Using Data Analytics to Improve Project Outcomes: Tips & Advice
L'utilisation de l'analytique dans les entreprises s'est épanouie avec la croissance d'Internet et des technologies numériques. Il existe désormais des logiciels conçus pour tout suivre, des ventes et de l'engagement des clients aux chemins qui mènent les consommateurs aux entreprises, en passant par la façon dont le public réagit aux différentes formes de marketing et même aux éléments spécifiques du contenu.
Data analytics can be used on both a small and a large scale to provide all kinds of extremely useful information to organizations. However, big data is about more than just analyzing what your company has accomplished – it can also be used in a predictive capacity to plan for future growth and success.
When used appropriately, analytics can provide the i
The use of analytics in business has blossomed with the growth of the internet and digital technologies.Data analytics can be used on both small and large scale to provide all kinds of extremely useful information to organizations. |
nformation needed to improve project outcomes and reduce risk factors, not only at the outset, but during any stage of the life cycle. The ability to revisit big data use cases can provide insight into the problems that lead to failure and, ultimately, help to make efforts more productive. Here are a few tips for using data analytics to improve project outcomes.
Évaluation des risques
There are any number of areas where a project may face the risk of failure.

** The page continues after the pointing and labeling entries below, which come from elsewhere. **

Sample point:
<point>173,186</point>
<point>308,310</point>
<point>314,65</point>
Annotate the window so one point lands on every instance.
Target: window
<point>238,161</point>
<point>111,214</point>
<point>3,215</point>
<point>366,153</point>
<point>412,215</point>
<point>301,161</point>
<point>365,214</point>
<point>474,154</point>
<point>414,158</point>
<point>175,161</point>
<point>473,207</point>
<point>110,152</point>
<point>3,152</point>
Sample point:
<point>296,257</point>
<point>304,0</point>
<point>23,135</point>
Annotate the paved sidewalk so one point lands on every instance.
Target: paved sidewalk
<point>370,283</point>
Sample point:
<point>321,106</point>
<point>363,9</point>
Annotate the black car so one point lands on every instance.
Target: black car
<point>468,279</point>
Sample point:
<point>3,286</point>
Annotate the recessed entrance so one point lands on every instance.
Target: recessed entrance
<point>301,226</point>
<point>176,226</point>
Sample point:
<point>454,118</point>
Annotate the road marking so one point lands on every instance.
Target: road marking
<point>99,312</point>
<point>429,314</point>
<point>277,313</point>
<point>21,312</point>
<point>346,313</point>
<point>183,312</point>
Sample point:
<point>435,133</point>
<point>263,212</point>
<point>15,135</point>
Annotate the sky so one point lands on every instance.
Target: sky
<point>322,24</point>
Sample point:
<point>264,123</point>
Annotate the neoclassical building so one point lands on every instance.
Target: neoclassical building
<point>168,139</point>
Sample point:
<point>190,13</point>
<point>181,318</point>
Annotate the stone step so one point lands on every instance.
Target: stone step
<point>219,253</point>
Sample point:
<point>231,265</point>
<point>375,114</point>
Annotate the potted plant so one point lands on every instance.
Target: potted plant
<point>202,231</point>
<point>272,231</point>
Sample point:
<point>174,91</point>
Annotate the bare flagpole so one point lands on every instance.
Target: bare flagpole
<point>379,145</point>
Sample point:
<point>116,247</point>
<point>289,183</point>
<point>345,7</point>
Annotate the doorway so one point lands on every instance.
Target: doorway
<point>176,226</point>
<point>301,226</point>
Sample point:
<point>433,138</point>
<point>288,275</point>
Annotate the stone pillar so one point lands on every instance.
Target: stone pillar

For example, realizing too late that a budget is inadequate could cause delays or even completely derail the project, as could underestimating the human resources and time required for completion, or the level of expertise needed for certain tasks. Check out our blog on the matter to see what we mean.

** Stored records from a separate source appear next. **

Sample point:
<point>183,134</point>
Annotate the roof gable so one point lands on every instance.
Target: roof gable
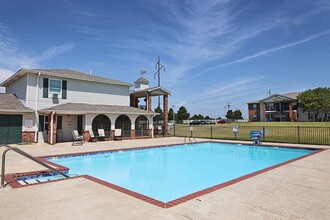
<point>10,103</point>
<point>64,73</point>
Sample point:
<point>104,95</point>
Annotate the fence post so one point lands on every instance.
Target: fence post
<point>298,134</point>
<point>263,133</point>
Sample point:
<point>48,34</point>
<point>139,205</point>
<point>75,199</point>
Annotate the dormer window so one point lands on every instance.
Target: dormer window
<point>55,86</point>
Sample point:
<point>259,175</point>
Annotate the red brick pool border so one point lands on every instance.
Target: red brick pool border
<point>11,178</point>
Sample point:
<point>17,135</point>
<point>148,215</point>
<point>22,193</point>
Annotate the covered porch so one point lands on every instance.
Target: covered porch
<point>146,95</point>
<point>62,119</point>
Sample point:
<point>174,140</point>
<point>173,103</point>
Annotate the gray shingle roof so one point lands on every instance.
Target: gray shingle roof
<point>91,108</point>
<point>290,95</point>
<point>10,103</point>
<point>65,73</point>
<point>142,80</point>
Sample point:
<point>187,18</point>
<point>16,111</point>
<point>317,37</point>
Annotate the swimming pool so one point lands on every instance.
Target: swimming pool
<point>168,173</point>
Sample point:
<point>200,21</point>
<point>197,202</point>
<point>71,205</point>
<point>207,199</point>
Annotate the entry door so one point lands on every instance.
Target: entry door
<point>10,129</point>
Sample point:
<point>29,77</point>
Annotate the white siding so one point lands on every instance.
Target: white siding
<point>79,91</point>
<point>261,111</point>
<point>28,122</point>
<point>18,88</point>
<point>69,123</point>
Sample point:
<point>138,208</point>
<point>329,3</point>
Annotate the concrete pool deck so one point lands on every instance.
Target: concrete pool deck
<point>299,190</point>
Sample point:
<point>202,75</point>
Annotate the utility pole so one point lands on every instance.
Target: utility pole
<point>159,67</point>
<point>228,104</point>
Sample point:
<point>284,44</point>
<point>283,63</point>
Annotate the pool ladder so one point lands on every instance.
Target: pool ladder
<point>189,139</point>
<point>29,156</point>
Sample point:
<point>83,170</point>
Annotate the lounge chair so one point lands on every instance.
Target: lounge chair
<point>77,139</point>
<point>101,134</point>
<point>92,136</point>
<point>118,135</point>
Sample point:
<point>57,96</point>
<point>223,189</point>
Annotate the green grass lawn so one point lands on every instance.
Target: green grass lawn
<point>282,124</point>
<point>285,132</point>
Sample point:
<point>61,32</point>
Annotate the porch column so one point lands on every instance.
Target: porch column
<point>265,116</point>
<point>149,103</point>
<point>50,126</point>
<point>165,107</point>
<point>290,112</point>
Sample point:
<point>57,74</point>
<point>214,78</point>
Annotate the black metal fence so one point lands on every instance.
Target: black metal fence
<point>281,134</point>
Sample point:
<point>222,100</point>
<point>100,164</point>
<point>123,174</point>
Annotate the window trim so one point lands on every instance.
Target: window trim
<point>49,86</point>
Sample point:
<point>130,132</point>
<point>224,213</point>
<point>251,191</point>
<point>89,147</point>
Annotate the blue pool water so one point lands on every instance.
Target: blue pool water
<point>168,173</point>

L'un des plus grands risques, selon une étude du cabinet de services professionnels Deloitte, est la complexité des projets. Alors qu'un projet d'une envergure d'environ $1-3 millions a environ 34% de chances de réussir selon leur estimation, les projets d'une valeur de $10 millions ou plus n'ont qu'un taux de réussite d'environ 7%. Pourquoi ? En raison des problèmes que posent la budgétisation, les ressources et la gestion globale du projet.
However, with the right database of information, including big data use cases, companies can compare current projects to past projects to see how certain areas overlap and pinpoint potential obstacles and setbacks before they occur. In other words, businesses can better assess risks and avoid pitfalls that plagued them in the past, improving outcomes for upcoming projects.
Measurable Variables
In the past, the ability to measure a variety of variables was shaky at best. How could companies see the impact of advertising campaigns, for example, other than through subsequent sales or voluntary customer data (surveys, reviews, etc.)? How could businesses plan to meet client or customer expectations? How could complex projects be efficiently managed and progress monitored?
These days, big data provides the needed solutions, while project management software like cloud-based Planview AdaptiveWork is paving the way with automation, real-time visibility and dynamic reporting, as well as customizable interfaces and workflows. With proper tracking capabilities and software designed for project planning, communications and management, businesses are not only able to measure performance, but also implement effective improvements.
Utilizing big data requires ample tracking, but also the ability to pinpoint specific variables in order to set goals and measure successes. This, in turn, can significantly improve project outcomes and increase overall success.